Fig. 3. DNA methyltransferases are remarkably diverse and abundant in the accessory genomes of BFG species.

Host species are represented across the top row as squares (area proportional to number of genomes analyzed). DNA methyltransferase gene families (80% AAI, 80% AF) are represented in rectangular grids below as filled circles (with area proportional to number of genes in the family) with colors indicated in the key. Edges connect species with DNA methyltransferase gene families that are encoded by one or more genomes within the species. Location of the given methyltransferase gene family in the core, shell or cloud genome in is indicated by edge color, and edge thickness indicates the number of times the gene family is encoded in the genome of the species. In this analysis, ‘Core’ was defined as presence in >90% of genomes in a species, ‘Shell’ was defined as presence in >10% and ≤90% genomes in a species, and ‘Cloud’ was defined as presence in <10% of genomes in a species.

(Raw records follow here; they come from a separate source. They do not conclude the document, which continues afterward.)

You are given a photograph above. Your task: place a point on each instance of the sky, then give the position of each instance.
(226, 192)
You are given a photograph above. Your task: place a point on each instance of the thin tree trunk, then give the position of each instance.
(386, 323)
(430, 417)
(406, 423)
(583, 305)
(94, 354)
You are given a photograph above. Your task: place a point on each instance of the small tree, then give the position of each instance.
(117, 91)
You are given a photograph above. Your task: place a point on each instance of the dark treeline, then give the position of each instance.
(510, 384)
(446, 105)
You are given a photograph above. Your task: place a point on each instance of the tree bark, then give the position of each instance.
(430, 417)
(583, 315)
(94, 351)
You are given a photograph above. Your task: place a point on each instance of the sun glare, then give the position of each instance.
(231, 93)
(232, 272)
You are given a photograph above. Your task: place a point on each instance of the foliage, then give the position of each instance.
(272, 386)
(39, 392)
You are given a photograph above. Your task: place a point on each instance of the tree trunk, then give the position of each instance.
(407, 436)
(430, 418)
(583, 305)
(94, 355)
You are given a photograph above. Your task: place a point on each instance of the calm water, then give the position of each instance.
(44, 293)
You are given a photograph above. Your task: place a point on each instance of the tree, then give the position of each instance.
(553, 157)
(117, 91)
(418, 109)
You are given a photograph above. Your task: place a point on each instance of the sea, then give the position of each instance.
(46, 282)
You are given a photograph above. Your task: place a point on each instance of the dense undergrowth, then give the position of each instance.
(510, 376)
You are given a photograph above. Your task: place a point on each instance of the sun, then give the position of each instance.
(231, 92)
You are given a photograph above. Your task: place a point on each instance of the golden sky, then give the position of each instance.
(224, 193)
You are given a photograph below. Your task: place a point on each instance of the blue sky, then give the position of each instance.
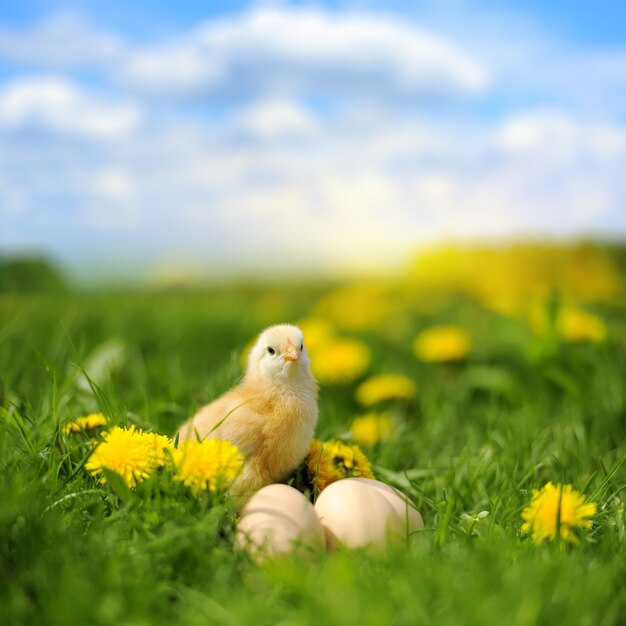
(273, 136)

Fig. 4. Network analysis reveals substantial methyltransferase gene flow among disparate phage genomes.

Network graph of phage viral operational taxonomic units (vOTU) clusters and DNA methyltransferase gene families (80% AAI, 80% AF), indicated by nodes of different shapes as defined in the legend. Shape size is proportional to the number of phage genomes within a given vOTU cluster or methyltransferase genes within a gene family. Edges connect methyltransferase gene families and vOTU clusters containing prophage genomes that encode a methyltransferase gene from that methyltransferase gene family. Edge thickness is proportional to the number of genomes that encode the corresponding gene family.

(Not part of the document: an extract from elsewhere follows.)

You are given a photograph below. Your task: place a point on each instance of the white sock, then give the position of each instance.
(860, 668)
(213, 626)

Fig. 5. BFG methylation motifs tile a vast combinatoric space with open panepigenomes over the sequenced isolate set.

a Rarefaction curves of DNA methylation motifs detected in genomes of BFG species in this study and comparison with C. difficile and B. breve species from external studies (denoted with ‘*‘; data^,). BFG rarefaction curves indicate open panepigenomes over the sequenced isolate set. b–f Heatmaps of detected DNA methylation motifs in Parabacteroides distasonis, B. vulgatus, B. fragilis (sensu stricto), B. ovatus, and B. thetaiotaomicron isolates. Rows indicate individual isolates with corresponding marginal MLST marker gene phylogenies. Columns indicate distinct methylation motifs. The three most prevalent motifs in each set are labeled, and labels are omitted for the rest. Cells are colored when a given motif is present in the corresponding isolate and colors indicate the class of base modification as indicated in the legend. Sequences of all motifs can be found in Supplementary Data 10.

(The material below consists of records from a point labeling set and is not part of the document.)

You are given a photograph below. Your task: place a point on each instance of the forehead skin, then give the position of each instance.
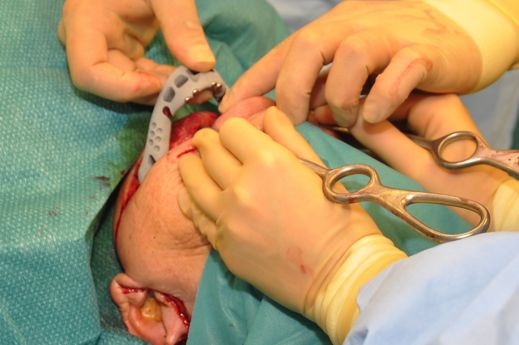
(156, 244)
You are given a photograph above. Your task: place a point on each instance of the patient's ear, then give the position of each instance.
(143, 315)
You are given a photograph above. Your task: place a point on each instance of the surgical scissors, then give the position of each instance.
(396, 200)
(506, 160)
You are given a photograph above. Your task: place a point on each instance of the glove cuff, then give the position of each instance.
(494, 28)
(335, 308)
(505, 206)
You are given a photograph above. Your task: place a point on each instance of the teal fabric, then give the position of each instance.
(229, 311)
(62, 154)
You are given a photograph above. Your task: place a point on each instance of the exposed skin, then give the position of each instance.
(160, 250)
(106, 41)
(404, 44)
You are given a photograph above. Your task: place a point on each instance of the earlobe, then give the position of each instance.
(136, 309)
(144, 315)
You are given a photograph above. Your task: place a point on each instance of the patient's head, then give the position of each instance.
(161, 252)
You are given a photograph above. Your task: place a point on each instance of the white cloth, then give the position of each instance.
(462, 292)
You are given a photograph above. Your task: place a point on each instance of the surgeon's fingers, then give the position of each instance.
(355, 60)
(243, 140)
(408, 68)
(219, 163)
(393, 147)
(184, 34)
(202, 189)
(202, 222)
(310, 50)
(279, 127)
(259, 79)
(91, 70)
(436, 116)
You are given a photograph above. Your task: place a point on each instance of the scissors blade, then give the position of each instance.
(318, 169)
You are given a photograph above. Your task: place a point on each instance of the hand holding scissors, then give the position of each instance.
(396, 200)
(506, 160)
(432, 117)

Fig. 6. DNA methylation motifs demonstrate genome-wide depletion in lineage-specific context.

(Top) A swarm plot of Z scores of density (motifs/kilobase) of each motif across genomes. Two-sided T-tests were performed for each target motif along with its control motifs and Benjamini–Hochberg testing performed separately with FDR < 1%. Unadjusted p values are reported as follows: *p < = 0.05, **p < = 0.01, ***p < =1e-3, ****p < =1e-4; “ns” indicates that the reported p value was determined to be non-significant after testing with Benjamini-Hochberg at FDR = 1%. (Middle) Data displayed as motifs per kilobase. Boxes show data quartiles and whiskers show 1.5X IQR with diamonds representing outliers. (Bottom) MLST marker gene cladograms by species using all methylome-analyzed genomes with heatmap of lineage-specific DNA methylation motifs. (All) B. fragilis genomes, n = 108. B. ovatus genomes, n = 44. B. vulgatus genomes, n = 28.